El nuevo siglo se caracterizó por la vigencia de visiones hegemónicas catapultadas por el liderazgo regional de Hugo Chávez, quien asimismo fue inspirador de las reformas constitucionales que impulsaron la reelección, en este caso indefinida, llevadas a cabo por Rafael Correa, Evo Morales y Daniel Ortega. Cierto es que algo similar intentó realizar Álvaro Uribe, quien, si bien logró una reelección gracias a la reforma constitucional de 2004, no pudo obtener una segunda reelección pues el Tribunal Constitucional colombiano no se lo autorizó. Algo muy diferente a la decisión permisiva del nicaragüense que posibilitó la reelección de Ortega, favoreciendo las posibilidades del hondureño Juan Orlando Hernández y, hace escasos días, del boliviano Morales que permitirá que sea candidato dentro de dos años despreciando la opinión popular expresada en un plebiscito hace un año. Mientras tanto, Correa ha regresado a su país dispuesto a confrontar al presidente Lenin Moreno, tanto en lo relativo al control del partido sobre el que ambos disputan el liderazgo como a defender su legado político que según él está en peligro, cuando no su propia libertad, habida cuenta de que el vicepresidente Jorge Glass, que lo fue con Correa y luego con Moreno, ahora está en prisión.
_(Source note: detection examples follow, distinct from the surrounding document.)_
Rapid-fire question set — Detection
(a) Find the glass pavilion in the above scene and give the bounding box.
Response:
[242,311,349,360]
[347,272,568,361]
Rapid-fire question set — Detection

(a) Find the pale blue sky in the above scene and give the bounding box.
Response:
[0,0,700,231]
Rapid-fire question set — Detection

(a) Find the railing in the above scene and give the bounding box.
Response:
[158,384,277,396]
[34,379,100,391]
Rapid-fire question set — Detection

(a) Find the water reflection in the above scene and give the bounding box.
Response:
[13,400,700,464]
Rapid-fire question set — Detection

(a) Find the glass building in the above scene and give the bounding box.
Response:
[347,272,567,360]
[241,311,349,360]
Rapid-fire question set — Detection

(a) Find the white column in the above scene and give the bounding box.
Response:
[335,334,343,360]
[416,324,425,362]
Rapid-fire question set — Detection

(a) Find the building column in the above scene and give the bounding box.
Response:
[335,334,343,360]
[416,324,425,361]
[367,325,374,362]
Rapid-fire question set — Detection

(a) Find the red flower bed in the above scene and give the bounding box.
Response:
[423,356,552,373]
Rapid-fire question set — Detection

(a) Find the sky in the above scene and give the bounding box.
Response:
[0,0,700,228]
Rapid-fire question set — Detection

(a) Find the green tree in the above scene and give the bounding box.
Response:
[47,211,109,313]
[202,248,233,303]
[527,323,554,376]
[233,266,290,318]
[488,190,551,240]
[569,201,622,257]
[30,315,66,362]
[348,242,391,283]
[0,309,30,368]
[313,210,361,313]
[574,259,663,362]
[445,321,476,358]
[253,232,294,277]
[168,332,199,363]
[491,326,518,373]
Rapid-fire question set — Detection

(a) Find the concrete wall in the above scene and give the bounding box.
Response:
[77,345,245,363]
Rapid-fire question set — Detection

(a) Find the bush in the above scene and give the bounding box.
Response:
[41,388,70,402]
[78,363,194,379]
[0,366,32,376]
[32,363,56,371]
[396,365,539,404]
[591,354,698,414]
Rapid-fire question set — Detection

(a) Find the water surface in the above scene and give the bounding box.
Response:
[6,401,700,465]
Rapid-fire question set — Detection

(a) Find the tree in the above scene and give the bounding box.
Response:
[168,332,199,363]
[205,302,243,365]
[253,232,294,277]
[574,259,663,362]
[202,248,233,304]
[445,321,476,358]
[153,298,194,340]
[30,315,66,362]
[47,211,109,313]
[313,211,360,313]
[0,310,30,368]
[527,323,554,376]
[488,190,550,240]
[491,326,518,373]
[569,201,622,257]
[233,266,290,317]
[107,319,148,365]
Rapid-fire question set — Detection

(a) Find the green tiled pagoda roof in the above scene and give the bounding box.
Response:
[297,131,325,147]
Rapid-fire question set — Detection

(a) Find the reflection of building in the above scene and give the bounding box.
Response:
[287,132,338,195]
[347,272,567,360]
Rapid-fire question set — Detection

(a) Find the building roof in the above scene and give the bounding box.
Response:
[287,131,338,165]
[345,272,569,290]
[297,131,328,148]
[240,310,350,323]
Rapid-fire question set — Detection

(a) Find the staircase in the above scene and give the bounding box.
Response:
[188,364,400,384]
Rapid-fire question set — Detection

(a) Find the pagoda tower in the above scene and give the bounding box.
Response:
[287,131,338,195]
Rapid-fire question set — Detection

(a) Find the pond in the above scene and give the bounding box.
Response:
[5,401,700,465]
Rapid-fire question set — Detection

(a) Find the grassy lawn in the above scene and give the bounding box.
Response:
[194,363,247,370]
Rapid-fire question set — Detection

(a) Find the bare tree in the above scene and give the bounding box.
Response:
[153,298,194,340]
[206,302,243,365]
La pulsión por permanecer parece inevitable en el ser humano y más cuando se trata de su vinculación con el poder, pero en política acarrea una propensión al exceso, a la arbitrariedad y a la cada vez más exigua rendición de cuentas. Puestos a volver los expresidentes latinoamericanos que no pueden reelegirse se refugian en el Congreso como es el caso actual de Cristina Fernández, José Mújica, Fernando Lugo, Álvaro Uribe y Fernando Collor de Mello o en la alcaldía de la capital del país como Álvaro Arzú en Guatemala. Quienes tienen más difícil el regreso son los que están privados de libertad como los recientes presidentes de Panamá, El Salvador y Guatemala, Ricardo Martinelli, Antonio Saca y Otto Pérez Molina, o perseguidos por la Justicia y actualmente fuera del país como el salvadoreño Mauricio Funes. Algo similar ocurre en Perú, estando Ollanta Humala en prisión preventiva y Alejandro Toledo en Estados Unidos pendiente de extradición por dos casos judiciales en proceso

Manuel Alcántara Sáez es profesor en la Universidad de Salamanca y autor del libro “El oficio de político”.